- From: Philipp Hancke <fippo@goodadvice.pages.de>
- Date: Fri, 17 Mar 2017 16:54:15 +0100
- To: public-webrtc@w3.org
>> All of these use cryptography in Javascript to validate the identity >> of a webRTC caller and detect MiTM. >> The limitation is that to work both parties need to be loading the >> same javascript, probably from the same site. > > Yes, and the DTLS-SRTP mechanism already provides pretty good protection > from arbitrary-party interception of media (since the SDP contains > fingerprints already). But the issue here is undetected interception of > the media by the service itself. Your solution amounts to letting the > foxes guard the henhouse, which isn't a useful proposal. We need > independent validation of identity You are not talking about the service doing an active MITM in the signaling but about the service using javascript APIs like webaudio and captureStream which hook in after the media is decrypted at the client? Neither of these APIs is mentioned in the current spec.
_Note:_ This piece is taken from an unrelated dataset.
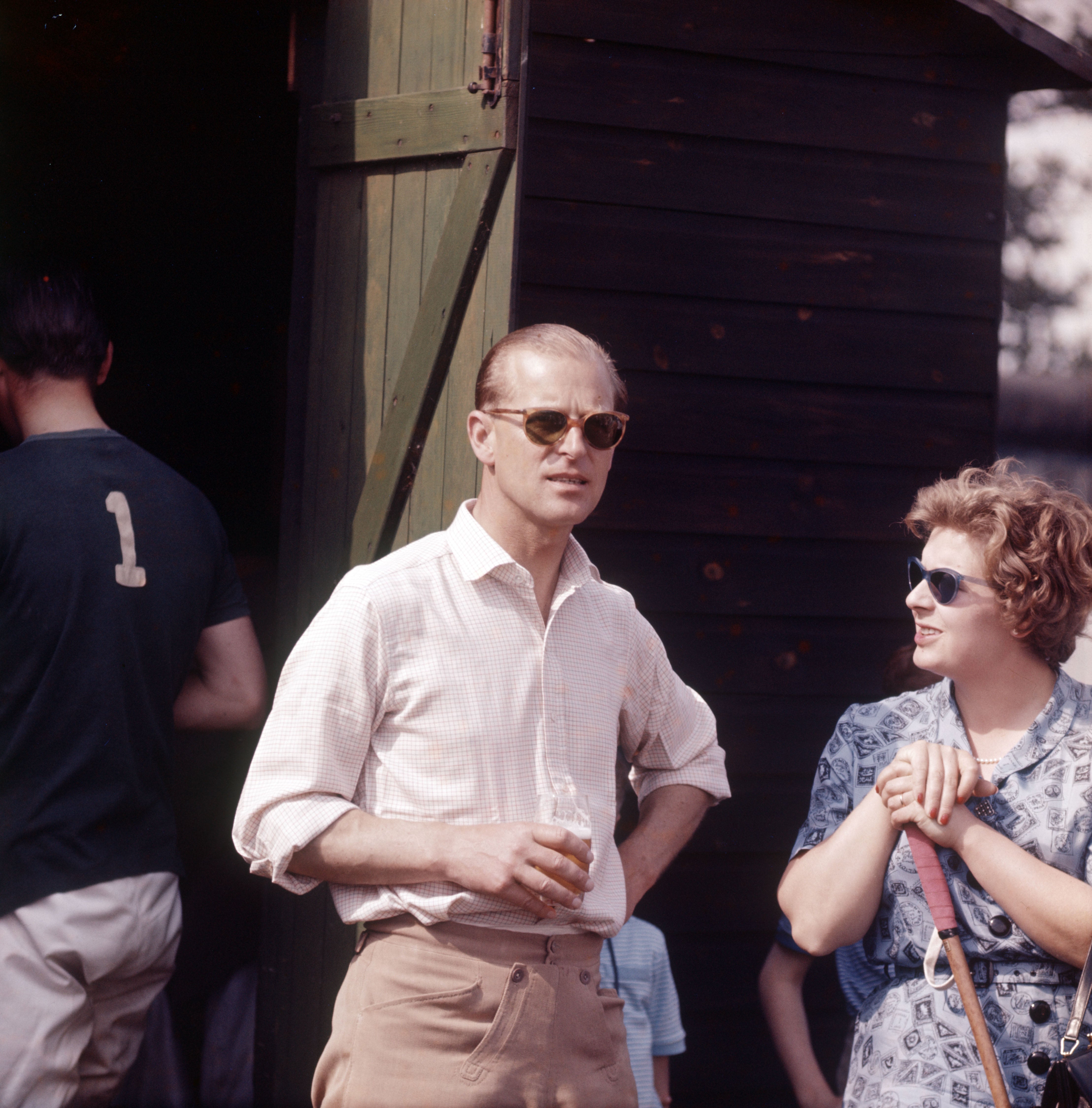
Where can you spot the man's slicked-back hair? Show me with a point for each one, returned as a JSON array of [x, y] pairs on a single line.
[[549, 340], [49, 324]]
Those attacks are detectable in the JS downloaded by the client. If anyone bothers to check the source code... > and stream isolation (that is: > isolation of the stream contents from access by JavaScript) for this to > be anything like trustworthy. I suspect the stream isolation aspect of the identity mechanism is the most important one but I haven't read a good explanation. Can you point me to one? The spec is a spec and geared towards implementors.